I also considered using a "more comprehensive solution" that you suggest,
but similarly have no time to implement it. BTW, I have no problems with
sending to Microsoft, or Yahoo, or any other big recipients, except Google.
That's the only one that is problematic. Of course I fell into the usual
t-online block for unknown servers, but this has been resolved pretty
quickly.

The problem with implementing this is that many companies use Google for
hosting their mail, so it should be used not only for destinations at
gmail.com, but also for various other domains - you have to first check if a
MX for a given domain is at Google, and it must be done with an external
script, as Postfix's destination-based transport choice cannot check for MX,
it can only literally check for recipient's domain (there were requests on
Postfix list about such feature, and Wietse explained why it would be
hard/impossible to implement with current Postfix architecture).

The smaller problem (but still a problem for me anyway) would be that the
messages would not come "From:" my original address, but "From:" the "relay"
address I set up at Gmail.

BTW, as for your remark regarding Google requiring an account to access
Postmaster Tools - I don't know if it's still possible, but at the time when
I created my Google account (it was quite a few years ago), it was possible
to create it without simultaneously creating a Gmail account - you could
just enter any existing email when registering an account, and so I did,
registering the account for very this "r...@rafa.eu.org" email address, and
this is the account I use to access Postmaster tools. So basically my email
address should be "known" for Google for years, yet it still sometimes
refuses to accept mail from it (sometimes, as the problem is intermittent -
sometimes mail gets through fine, but sometimes not).

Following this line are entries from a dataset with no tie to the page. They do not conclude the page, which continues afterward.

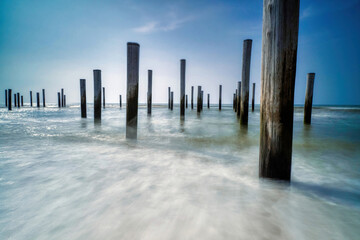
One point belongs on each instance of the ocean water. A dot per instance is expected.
(63, 177)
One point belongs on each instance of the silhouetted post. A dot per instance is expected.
(9, 99)
(62, 97)
(103, 97)
(31, 98)
(238, 100)
(208, 100)
(169, 98)
(182, 88)
(244, 106)
(171, 101)
(6, 97)
(253, 99)
(198, 108)
(97, 95)
(18, 100)
(82, 97)
(192, 97)
(38, 99)
(149, 100)
(220, 95)
(309, 97)
(59, 101)
(43, 97)
(279, 52)
(133, 50)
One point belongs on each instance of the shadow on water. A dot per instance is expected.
(329, 193)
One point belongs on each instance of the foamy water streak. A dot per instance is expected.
(62, 177)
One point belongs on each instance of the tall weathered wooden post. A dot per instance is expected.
(253, 99)
(238, 100)
(9, 99)
(149, 94)
(192, 97)
(279, 52)
(83, 97)
(43, 97)
(198, 108)
(245, 86)
(97, 95)
(31, 98)
(133, 50)
(59, 101)
(309, 97)
(103, 97)
(220, 95)
(182, 88)
(38, 99)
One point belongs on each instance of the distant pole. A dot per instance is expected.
(62, 97)
(309, 97)
(171, 101)
(182, 88)
(9, 99)
(83, 98)
(244, 106)
(208, 100)
(192, 97)
(31, 98)
(169, 97)
(198, 108)
(253, 99)
(133, 50)
(97, 94)
(43, 97)
(38, 99)
(59, 101)
(18, 99)
(6, 97)
(279, 52)
(220, 95)
(103, 97)
(238, 100)
(149, 100)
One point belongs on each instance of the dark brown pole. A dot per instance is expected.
(83, 98)
(309, 97)
(133, 52)
(279, 52)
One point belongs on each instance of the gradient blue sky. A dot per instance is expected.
(52, 44)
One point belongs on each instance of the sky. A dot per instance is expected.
(52, 44)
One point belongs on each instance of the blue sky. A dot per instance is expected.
(52, 44)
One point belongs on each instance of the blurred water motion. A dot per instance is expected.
(63, 177)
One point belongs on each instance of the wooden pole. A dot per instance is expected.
(253, 99)
(9, 99)
(238, 100)
(198, 108)
(182, 88)
(244, 105)
(279, 52)
(97, 95)
(43, 97)
(59, 101)
(309, 97)
(38, 99)
(133, 50)
(220, 95)
(149, 95)
(31, 98)
(83, 98)
(192, 97)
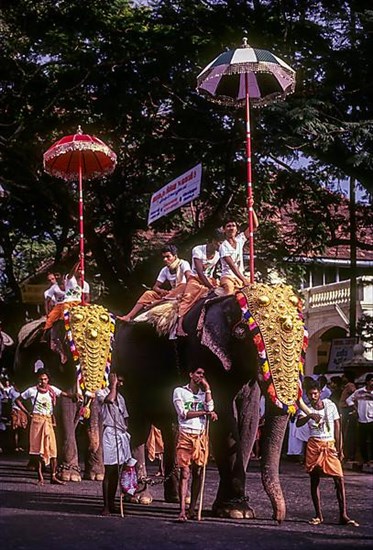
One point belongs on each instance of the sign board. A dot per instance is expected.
(32, 294)
(176, 193)
(341, 350)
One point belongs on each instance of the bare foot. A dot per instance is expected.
(124, 318)
(56, 481)
(350, 522)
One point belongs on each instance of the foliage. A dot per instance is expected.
(127, 73)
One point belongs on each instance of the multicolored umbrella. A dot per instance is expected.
(79, 156)
(241, 77)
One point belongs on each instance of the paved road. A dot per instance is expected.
(54, 517)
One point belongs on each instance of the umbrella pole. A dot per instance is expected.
(249, 179)
(81, 225)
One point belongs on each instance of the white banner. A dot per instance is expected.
(176, 193)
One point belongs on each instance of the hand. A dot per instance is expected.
(113, 380)
(204, 385)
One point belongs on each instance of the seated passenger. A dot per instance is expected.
(204, 260)
(231, 257)
(175, 273)
(72, 297)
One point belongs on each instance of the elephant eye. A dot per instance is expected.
(77, 317)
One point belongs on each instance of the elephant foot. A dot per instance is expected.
(233, 509)
(145, 500)
(69, 473)
(93, 476)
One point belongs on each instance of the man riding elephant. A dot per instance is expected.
(247, 343)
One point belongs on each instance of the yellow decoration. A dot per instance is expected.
(91, 331)
(274, 309)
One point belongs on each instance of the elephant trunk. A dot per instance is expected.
(273, 437)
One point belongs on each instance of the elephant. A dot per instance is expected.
(62, 367)
(242, 359)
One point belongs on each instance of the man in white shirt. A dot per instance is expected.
(42, 437)
(231, 256)
(204, 260)
(175, 274)
(324, 453)
(362, 400)
(55, 293)
(193, 404)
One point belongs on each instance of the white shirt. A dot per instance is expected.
(73, 290)
(184, 401)
(226, 249)
(324, 429)
(208, 264)
(41, 402)
(165, 274)
(55, 294)
(364, 400)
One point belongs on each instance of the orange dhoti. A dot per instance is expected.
(57, 313)
(194, 291)
(151, 296)
(322, 454)
(192, 448)
(230, 284)
(154, 443)
(19, 419)
(42, 437)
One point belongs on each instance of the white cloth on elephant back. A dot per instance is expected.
(115, 437)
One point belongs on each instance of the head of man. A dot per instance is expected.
(369, 382)
(43, 378)
(313, 393)
(230, 228)
(52, 279)
(169, 254)
(196, 376)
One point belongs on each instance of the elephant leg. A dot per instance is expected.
(143, 496)
(171, 493)
(230, 499)
(94, 464)
(247, 403)
(70, 470)
(273, 436)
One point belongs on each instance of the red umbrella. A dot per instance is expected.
(79, 156)
(238, 78)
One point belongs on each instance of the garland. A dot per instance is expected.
(75, 353)
(265, 371)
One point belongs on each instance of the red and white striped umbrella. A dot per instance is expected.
(79, 156)
(242, 76)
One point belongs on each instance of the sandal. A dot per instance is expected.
(315, 521)
(352, 523)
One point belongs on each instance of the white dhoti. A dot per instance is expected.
(116, 446)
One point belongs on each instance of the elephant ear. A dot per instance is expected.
(217, 318)
(273, 315)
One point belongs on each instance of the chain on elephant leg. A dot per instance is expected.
(233, 507)
(69, 472)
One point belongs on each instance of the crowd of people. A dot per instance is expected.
(355, 409)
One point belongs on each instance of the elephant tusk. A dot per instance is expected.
(303, 406)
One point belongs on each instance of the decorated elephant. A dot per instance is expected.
(248, 344)
(77, 358)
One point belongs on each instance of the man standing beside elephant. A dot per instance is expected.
(231, 255)
(42, 437)
(193, 404)
(324, 452)
(115, 439)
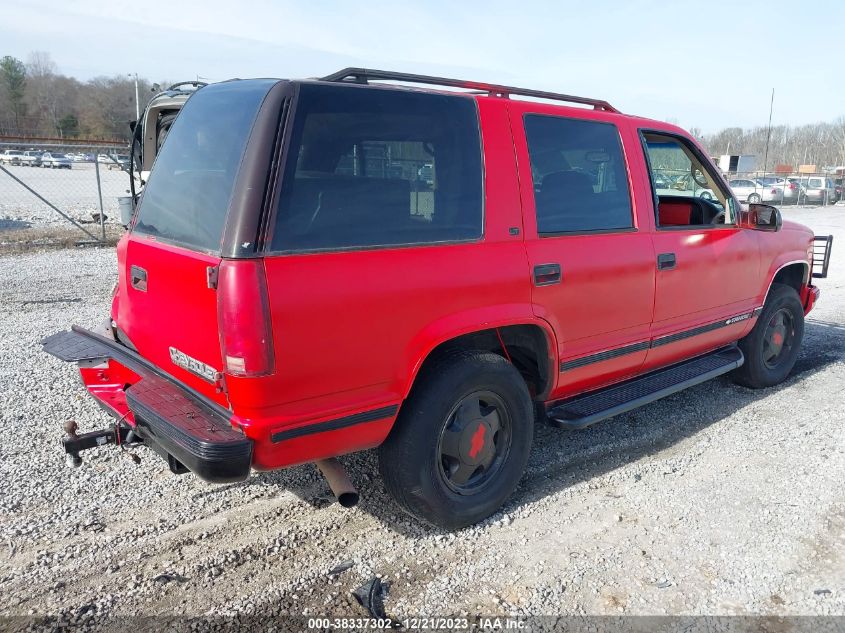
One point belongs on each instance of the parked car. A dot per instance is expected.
(11, 157)
(688, 185)
(30, 158)
(754, 190)
(312, 313)
(789, 189)
(818, 189)
(55, 160)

My "temporary" solution is what I already described - I keep a backup
domain, rafa.krakow.pl (which is basically, from email point of view, just
an alias for rafa.eu.org - all email sent to x...@rafa.krakow.pl goes to
x...@rafa.eu.org, both are hosted on the same server) and resend the message
from that domain when it doesn't get through to Google. From that alternate
domain it usually does get through.

As for more general topics in your email (ie. points C and D), I fully
agree, as I already wrote.

Thank you.
-- 
Regards,
   Jaroslaw Rafa
   r...@rafa.eu.org
--
"In a million years, when kids go to school, they're gonna know: once there
was a Hushpuppy, and she lived with her daddy in the Bathtub."